A small beach house in Bayfield, Ont. overlooking Lake Huron has become the focal point of a $2.2 million lawsuit, according to the CBC.
Michael Bousfield and Leah Stumpf, a couple from Guelph, Ont., were in the process of purchasing their dream vacation home when the seller told them three days before closing the deal that the property was uninhabitable due to an eroding shoreline. Having already arranged their financing, the couple was forced to proceed with the purchase and has since launched a lawsuit against the seller, as well as the Ausable Bayfield Conservation Authority (ABCA) and the municipality of Central Huron, after the two governing bodies wouldn’t issue a permit to fix the shoreline without the couple paying for a coastal engineering report.
The case will be heard in a Toronto courthouse.
Negotiating real estate deals can be tricky. As it turns out, sellers aren’t legally required to tell you everything about a property. To avoid any legal troubles, here’s everything you should be aware of when you’re looking at a cottage and whether the sellers are required to declare it.
Roof leaks, foundation cracks, and window breaks. According to the Real Estate Council of Ontario (RECO), a patent defect is any visible issue with a property. They’re easy to spot—this could be a stain on the ceiling from water damage or a missing safety rail. Due to their visibility, the seller is not required to disclose these defects. To ensure you don’t miss any patent defects, RECO advises that you ask the seller and their realtor specific questions about the state of the property, and hire a home inspector to have a thorough look.
These issues are harder to see, so hard that even a home inspector might miss them. They’re the kinds of things that only the seller would know about, such as a basement that floods each spring, a quickly eroding shoreline, or any hidden damage or mould. Sellers are required to disclose this information to buyers. “If a seller is aware of such a defect and doesn’t disclose it, they can be exposed to a lawsuit by the buyer,” RECO says. The latent defect must be disclosed before the buyer enters a contract of purchase. If the buyer discovers a latent defect after purchasing the property that wasn’t disclosed by the seller, they have two years from the day the defect was discovered to launch a lawsuit.
Stigmas don’t affect the property’s appearance or structure.

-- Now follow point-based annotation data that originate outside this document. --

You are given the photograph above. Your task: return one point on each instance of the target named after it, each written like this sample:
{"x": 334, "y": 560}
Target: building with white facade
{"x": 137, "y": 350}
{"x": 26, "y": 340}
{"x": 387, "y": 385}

Instead, they’re past events that could cause the buyer to rethink their purchase. For instance: a murder on the property, an illegal grow-op, a notorious individual who lived there, or even rumours about the property being haunted. Since some buyers may be more comfortable with these stigmas than others, the seller is not required to disclose this information unless it affects the price of the property. The onus to uncover any stigmas falls on the buyer and their realtor. RECO recommends asking the seller and their realtor direct questions about the history of the property, researching it online, and speaking to neighbours.
Seller Property Information Statement (SPIS)
When looking at a property, the buyer can request a SPIS from the seller. This is a form filled out by the seller that outlines all of the potential defects and damages they’re aware of on the property. It’s a good way to get an overview of any problems you should be looking for. However, an SPIS is voluntary. A seller is not required to fill one out. RECO emphasizes that real estate transactions operate on a “buyer beware” system. In most cases, it’s up to the buyer and their realtor to uncover a property’s flaws. If a seller is unwilling to provide a SPIS, the buyer should have the home inspected by a professional and ask specific questions about the state of the property before entering a contract of purchase. Sellers are legally required to tell the truth if asked about their property.